Councilmember Dan Strauss, whose district contains maritime pursuits and who beforehand chaired the council’s land use committee, mentioned he doesn’t recall any particular promise to return to the housing query, and that maritime union representatives resent any suggestion the deal might be revisited.
“Now they wish to return on the deal they made barely a 12 months in the past — unbelievable,” mentioned Inlandboatmen’s Union of the Pacific Nationwide Secretary-Treasurer Peter Hart. “A deal’s a deal.”
Spokesperson for Harrell, Callie Craighead, mentioned the mayor’s workplace did, in a number of conversations, go away open the likelihood the ultimate settlement might be tweaked “in a 12 months or in 5 years.”
For backers of recent housing, that was taken actually.

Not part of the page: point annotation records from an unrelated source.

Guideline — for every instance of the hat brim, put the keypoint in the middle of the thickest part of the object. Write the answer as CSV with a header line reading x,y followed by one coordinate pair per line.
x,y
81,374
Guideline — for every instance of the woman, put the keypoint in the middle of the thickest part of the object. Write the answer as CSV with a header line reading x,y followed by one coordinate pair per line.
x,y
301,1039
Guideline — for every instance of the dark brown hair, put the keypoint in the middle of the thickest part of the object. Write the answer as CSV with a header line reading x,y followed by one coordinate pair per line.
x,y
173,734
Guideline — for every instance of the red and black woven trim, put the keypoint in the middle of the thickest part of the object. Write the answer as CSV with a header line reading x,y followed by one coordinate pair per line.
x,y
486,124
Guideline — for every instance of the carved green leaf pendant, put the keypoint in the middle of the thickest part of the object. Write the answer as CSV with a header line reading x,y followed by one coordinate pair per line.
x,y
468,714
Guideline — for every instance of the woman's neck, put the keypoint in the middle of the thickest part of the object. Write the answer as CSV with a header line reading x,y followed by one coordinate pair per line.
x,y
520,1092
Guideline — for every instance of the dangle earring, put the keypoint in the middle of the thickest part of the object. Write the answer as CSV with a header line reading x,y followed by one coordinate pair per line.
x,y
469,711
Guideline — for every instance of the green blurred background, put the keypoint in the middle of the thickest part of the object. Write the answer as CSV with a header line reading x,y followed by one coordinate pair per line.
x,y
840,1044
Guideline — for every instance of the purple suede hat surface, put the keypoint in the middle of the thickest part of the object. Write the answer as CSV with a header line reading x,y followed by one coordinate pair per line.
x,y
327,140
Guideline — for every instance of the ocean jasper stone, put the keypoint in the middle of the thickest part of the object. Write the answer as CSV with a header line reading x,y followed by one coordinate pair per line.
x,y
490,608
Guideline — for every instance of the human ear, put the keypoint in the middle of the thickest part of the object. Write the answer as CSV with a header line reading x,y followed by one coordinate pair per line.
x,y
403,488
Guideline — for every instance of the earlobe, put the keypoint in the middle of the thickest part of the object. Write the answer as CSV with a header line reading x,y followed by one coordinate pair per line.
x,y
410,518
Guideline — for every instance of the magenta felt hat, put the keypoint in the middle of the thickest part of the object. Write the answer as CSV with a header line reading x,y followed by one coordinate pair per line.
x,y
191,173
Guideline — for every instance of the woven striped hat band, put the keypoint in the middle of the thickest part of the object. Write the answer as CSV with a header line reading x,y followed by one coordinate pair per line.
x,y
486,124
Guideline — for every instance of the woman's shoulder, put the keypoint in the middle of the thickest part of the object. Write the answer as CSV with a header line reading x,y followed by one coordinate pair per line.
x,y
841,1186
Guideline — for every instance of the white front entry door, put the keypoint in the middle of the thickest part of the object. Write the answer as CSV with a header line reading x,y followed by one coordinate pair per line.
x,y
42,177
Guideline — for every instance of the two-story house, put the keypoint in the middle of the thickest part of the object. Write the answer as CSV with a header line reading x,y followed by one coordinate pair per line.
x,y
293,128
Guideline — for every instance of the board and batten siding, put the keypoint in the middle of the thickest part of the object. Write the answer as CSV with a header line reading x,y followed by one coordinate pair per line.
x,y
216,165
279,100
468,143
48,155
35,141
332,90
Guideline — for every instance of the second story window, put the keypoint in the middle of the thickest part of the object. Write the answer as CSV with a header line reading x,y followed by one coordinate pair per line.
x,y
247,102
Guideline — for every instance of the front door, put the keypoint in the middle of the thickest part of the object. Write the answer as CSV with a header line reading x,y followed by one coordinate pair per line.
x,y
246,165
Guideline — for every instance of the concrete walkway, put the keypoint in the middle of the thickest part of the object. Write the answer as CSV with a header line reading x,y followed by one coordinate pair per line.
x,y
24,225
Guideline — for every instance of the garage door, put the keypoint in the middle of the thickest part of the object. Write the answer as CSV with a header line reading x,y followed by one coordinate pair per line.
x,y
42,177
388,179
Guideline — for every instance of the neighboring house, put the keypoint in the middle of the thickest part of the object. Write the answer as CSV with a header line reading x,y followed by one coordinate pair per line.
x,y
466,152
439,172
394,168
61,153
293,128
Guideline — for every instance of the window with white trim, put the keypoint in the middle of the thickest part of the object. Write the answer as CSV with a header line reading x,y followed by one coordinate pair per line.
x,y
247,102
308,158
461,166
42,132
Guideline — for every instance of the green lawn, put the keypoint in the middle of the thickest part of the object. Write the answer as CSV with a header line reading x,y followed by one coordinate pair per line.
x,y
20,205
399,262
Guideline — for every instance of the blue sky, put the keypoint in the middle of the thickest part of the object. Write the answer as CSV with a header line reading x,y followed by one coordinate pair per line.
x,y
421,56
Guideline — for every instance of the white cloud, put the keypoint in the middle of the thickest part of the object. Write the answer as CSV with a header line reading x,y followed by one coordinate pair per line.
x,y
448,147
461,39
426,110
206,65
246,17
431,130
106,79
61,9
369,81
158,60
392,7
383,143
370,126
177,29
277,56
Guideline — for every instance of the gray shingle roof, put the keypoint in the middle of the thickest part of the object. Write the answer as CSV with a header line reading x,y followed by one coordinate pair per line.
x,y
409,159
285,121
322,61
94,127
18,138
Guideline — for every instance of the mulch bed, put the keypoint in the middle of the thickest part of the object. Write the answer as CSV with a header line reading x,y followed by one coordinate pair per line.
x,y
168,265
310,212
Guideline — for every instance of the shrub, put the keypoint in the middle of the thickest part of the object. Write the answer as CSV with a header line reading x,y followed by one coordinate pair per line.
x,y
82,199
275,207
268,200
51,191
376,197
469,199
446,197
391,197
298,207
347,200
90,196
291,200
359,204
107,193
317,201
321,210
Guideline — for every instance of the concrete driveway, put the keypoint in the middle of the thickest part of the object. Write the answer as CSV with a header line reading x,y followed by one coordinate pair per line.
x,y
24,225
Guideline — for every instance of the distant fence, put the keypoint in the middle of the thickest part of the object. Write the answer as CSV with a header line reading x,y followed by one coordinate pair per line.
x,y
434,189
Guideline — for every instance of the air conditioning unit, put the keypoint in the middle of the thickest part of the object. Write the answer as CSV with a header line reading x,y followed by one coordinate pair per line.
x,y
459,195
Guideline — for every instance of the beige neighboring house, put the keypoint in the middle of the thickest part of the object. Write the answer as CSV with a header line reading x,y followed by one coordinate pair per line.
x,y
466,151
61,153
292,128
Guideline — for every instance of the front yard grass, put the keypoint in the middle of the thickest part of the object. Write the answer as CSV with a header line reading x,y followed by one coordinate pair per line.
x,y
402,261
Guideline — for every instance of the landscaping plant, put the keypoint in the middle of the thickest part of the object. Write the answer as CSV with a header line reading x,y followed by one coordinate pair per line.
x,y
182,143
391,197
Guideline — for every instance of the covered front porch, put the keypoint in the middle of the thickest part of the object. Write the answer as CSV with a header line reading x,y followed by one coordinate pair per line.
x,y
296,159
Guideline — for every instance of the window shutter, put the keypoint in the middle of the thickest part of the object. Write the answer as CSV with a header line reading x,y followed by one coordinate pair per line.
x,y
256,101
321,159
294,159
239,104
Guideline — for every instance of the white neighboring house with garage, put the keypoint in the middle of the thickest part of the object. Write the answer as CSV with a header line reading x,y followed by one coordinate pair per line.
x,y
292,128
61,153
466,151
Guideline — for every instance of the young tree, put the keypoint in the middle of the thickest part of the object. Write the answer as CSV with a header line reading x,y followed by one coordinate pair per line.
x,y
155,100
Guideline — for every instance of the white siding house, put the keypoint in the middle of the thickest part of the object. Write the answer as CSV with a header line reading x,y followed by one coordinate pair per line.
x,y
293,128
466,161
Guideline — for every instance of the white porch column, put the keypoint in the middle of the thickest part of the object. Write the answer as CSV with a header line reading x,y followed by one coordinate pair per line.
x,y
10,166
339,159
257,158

“I used to be informed level clean, ‘we left the breadcrumbs for you,’” mentioned Monty Anderson, government secretary of the Seattle Constructing and Building Trades Council, which is lobbying in favor of Nelson’s invoice.
On the Port of Seattle, opposition has solely grown since 2023. Cargo quantity by means of Seattle in 2024 was nonetheless under its prepandemic ranges and Seattle has misplaced market share to different West Coast ports yearly since 2019, in response to inner cargo reviews. Officers there are negotiating for potential new tenants on the sparsely used Terminal 46, due west of Lumen Discipline and T-Cell Park, which might be key to its restoration.
“That complete space could be very a lot in play,” mentioned Port Commissioner Fred Felleman. “And if we wish to be attracting new tenants, having this encroachment being mentioned is completely counter to our pursuits and for the financial advantage of the area.”
Why accommodations, not housing?
Nelson mentioned she launched the invoice to perform three priorities: “I would like house for small companies, inexpensive housing and higher public security.”
Town’s complete research of the assorted impacts of zoning adjustments to the commercial space didn’t conclude that housing would have any main impression on site visitors patterns.
For Nelson, the report’s conclusion made her query why housing can be thought-about worse than different types of growth which can be allowed, corresponding to accommodations or workplaces.
“Why not do that?” she mentioned.
The Port of Seattle declined to problem the ultimate report, as was its proper, however lobbyist Sabrina Bolieu however mentioned officers suppose it’s flawed. Housing, the Port argues, would pit extra pedestrians towards freight. Resorts close to the stadium have been considered by trade representatives as OK as a result of vacationers don’t complain to town about noisy vans, simply to the entrance desk.
Strauss is equally skeptical that site visitors and the overall industrial atmosphere wouldn’t be worsened by housing within the space. “I don’t suppose that the transportation community is working at present, a lot much less with none adjustments,” he mentioned.
Strauss mentioned he was “caught off guard” by the invoice’s introduction.
“We at all times made certain to have each side of each concern engaged within the dialog,” Strauss mentioned of the 2023 negotiations. “That hasn’t occurred with this proposal.”
Though he appreciates the intent of the Nelson’s invoice, he’s a “no” for now.
Within the days since Nelson’s invoice was first heard, the council president has agreed to tour port amenities and conduct further outreach to affected organizations. She stays uncertain why housing represents an existential risk in a approach that different growth doesn’t.
“I wish to be educated,” she mentioned, “and I wish to extra totally perceive or be satisfied that the impacts to port operations can be better with housing than with a lodge.”